He made money also by consulting with clients profitably on a personal freelance basis for fees, percentages, and commissions and by participating on a modest scale in several advantageous real estate syndication ventures, which he never understood. When national affairs again took a turn toward the menacing, he found himself going as a father in anguished consternation to his old wartime acquaintance Milo Minderbinder. Milo was elated to see him.
"I was never even sure you always really liked me," he revealed almost gratefully.
"We've always been friends," said Yossarian evasively, "and what are friends for?"
Milo showed caution instantaneously with a native grasp that never seemed to fail him. "Yossarian, if you've come to me for help in keeping your sons out of the war in Vietnam--"
"It's the only reason I have come."
"There is nothing I can do." By which Yossarian understood him to mean he had already used up his quota of illegal legal draft exemptions. "We all have our share to shoulder. I've seen my duties and I've done them."
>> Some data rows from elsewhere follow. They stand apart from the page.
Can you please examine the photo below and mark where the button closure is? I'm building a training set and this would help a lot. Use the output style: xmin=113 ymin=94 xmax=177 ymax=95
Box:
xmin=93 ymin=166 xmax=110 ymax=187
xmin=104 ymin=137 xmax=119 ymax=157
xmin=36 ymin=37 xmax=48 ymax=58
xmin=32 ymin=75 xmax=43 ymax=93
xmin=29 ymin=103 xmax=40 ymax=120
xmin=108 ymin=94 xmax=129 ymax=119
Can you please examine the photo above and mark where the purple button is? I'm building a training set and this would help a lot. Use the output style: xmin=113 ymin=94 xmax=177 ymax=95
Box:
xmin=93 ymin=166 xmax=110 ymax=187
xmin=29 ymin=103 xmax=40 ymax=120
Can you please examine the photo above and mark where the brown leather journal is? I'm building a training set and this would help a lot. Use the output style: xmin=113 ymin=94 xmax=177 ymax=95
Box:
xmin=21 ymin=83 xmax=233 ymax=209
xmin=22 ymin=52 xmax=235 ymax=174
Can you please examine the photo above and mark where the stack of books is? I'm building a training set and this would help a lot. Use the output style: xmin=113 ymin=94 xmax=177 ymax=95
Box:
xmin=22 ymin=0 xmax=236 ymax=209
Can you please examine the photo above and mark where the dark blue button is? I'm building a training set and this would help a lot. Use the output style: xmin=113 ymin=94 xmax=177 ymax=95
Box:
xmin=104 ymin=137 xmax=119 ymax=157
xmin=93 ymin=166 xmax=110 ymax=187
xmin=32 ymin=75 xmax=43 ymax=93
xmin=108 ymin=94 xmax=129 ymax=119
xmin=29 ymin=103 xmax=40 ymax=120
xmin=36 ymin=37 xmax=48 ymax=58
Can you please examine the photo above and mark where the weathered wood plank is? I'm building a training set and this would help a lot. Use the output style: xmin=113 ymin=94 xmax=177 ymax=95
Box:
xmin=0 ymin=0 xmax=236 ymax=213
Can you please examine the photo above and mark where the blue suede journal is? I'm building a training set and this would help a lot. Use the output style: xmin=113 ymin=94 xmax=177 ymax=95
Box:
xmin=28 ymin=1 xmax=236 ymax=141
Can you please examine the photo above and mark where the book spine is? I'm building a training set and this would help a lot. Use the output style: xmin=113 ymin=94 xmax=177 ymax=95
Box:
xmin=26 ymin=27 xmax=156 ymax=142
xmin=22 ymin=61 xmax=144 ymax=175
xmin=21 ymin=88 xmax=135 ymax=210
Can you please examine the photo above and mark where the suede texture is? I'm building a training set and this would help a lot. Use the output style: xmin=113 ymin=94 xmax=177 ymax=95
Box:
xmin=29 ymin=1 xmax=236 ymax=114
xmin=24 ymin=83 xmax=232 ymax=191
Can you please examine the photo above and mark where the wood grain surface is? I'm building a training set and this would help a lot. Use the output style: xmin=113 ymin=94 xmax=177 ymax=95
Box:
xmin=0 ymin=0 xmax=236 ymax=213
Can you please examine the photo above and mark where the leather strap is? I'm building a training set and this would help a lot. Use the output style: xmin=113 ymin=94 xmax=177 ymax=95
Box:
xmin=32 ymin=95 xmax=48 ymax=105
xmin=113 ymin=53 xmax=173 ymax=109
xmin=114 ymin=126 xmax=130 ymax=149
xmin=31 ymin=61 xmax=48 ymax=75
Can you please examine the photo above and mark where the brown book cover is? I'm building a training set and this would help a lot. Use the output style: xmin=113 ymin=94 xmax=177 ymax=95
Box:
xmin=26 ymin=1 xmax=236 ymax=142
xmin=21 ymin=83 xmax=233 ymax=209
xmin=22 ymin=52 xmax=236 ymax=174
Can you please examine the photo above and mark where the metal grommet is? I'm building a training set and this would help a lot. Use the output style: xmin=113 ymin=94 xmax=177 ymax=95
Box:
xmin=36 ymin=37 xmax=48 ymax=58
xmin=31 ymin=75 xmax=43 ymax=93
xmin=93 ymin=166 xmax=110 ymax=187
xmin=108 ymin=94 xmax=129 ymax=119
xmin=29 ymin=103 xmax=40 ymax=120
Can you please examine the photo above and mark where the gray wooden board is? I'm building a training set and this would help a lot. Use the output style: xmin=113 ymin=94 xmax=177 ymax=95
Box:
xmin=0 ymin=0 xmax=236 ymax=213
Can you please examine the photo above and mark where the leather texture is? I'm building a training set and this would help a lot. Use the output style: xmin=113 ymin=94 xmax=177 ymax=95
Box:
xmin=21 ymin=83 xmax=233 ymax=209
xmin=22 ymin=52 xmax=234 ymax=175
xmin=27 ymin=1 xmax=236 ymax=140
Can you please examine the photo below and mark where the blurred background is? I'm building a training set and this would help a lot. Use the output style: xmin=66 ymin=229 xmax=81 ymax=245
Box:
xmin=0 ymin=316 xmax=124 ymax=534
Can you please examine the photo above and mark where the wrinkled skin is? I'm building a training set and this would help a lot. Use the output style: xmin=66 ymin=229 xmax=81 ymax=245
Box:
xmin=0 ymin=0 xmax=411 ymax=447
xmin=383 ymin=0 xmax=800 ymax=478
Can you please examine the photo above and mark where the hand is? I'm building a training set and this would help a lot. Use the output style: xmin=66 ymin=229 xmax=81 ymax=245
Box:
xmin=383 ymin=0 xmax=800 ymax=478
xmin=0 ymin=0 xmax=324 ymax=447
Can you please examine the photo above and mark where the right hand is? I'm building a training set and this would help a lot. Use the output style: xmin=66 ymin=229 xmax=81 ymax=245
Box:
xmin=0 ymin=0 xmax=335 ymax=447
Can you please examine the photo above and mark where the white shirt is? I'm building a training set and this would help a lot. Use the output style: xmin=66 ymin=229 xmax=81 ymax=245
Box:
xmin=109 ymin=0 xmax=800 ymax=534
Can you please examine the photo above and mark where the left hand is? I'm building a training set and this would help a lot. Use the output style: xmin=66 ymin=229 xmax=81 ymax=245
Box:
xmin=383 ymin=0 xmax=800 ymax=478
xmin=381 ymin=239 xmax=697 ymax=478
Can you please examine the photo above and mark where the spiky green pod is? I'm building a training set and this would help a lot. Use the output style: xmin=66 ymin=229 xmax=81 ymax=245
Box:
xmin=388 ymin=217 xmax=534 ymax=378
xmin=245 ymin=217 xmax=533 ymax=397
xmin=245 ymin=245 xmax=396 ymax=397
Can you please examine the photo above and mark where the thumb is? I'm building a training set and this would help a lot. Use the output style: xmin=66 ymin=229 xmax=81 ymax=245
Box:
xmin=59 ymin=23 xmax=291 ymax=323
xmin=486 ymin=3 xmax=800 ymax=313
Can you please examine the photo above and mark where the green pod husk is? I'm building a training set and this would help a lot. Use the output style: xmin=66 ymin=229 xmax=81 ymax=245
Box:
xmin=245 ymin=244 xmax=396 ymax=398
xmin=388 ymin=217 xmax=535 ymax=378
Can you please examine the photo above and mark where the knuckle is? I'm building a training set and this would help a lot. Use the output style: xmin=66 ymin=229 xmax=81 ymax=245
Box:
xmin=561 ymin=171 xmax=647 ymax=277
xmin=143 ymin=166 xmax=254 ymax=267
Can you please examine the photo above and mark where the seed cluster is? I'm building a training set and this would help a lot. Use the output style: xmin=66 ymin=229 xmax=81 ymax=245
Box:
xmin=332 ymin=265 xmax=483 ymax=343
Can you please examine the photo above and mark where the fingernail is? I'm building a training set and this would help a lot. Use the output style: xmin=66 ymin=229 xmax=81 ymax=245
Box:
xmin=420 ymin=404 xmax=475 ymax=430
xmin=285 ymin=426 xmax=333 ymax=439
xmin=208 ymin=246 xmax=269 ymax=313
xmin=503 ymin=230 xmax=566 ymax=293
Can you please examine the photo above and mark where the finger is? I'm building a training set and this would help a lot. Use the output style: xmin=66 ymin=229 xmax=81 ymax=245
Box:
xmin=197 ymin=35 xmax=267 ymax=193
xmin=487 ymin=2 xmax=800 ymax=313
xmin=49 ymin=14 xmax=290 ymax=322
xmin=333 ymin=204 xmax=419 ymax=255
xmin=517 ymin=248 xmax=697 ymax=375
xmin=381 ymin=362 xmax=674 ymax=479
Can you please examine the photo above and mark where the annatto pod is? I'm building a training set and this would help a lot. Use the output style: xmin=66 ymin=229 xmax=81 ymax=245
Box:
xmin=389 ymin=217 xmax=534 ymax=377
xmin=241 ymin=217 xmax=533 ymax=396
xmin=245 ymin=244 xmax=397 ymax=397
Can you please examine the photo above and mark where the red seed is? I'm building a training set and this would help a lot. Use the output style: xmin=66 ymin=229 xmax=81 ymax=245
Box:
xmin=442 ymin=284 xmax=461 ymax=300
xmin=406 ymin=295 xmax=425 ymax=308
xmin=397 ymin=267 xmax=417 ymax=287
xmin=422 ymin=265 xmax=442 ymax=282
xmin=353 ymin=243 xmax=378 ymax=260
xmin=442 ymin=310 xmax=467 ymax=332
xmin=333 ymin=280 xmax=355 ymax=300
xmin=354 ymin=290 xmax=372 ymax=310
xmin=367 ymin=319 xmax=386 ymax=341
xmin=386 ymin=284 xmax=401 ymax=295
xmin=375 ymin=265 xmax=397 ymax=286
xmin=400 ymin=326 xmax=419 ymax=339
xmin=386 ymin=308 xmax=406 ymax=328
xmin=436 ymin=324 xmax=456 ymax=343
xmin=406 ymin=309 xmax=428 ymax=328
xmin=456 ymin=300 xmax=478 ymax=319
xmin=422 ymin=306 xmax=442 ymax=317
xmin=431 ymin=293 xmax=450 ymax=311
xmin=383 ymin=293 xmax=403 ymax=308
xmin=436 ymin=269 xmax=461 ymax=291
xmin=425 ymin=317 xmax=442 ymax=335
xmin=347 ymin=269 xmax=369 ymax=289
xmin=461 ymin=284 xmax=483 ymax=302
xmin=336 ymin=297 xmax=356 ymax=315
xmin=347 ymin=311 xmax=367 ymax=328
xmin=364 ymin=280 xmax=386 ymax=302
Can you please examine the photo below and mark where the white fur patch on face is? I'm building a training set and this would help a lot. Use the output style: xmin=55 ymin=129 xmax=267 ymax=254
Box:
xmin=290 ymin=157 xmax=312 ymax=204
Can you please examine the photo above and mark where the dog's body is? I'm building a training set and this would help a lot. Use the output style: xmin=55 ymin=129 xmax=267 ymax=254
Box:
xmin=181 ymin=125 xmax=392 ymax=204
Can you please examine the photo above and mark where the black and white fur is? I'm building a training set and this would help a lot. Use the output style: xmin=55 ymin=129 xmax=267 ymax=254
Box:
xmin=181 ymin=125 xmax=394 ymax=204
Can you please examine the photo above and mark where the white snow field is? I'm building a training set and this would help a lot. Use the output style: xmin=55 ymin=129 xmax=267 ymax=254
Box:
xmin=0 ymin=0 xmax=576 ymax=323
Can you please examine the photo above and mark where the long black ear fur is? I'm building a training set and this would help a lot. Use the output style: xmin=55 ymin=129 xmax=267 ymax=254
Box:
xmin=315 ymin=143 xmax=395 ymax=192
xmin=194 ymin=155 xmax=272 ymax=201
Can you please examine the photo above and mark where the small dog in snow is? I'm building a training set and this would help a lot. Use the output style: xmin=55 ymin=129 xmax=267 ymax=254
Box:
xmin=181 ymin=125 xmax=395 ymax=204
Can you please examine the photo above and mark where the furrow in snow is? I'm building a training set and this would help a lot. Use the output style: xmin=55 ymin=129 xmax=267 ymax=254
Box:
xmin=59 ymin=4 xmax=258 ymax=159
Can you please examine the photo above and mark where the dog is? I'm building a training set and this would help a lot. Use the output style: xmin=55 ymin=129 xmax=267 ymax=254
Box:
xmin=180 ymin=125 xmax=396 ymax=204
"We all have our jobs to do," added Wintergreen. "It's the luck of the draw."
Yossarian remembered that Wintergreen's jobs in the last big war had consisted mainly of digging holes as a stockade prisoner and filling them back up for having gone AWOL one time after another to delay going overseas into danger; selling stolen Zippo cigarette lighters once there; and serving in a managerial capacity in military mailrooms, where he countermanded orders from high places that fell short of his standards, simply by throwing them away.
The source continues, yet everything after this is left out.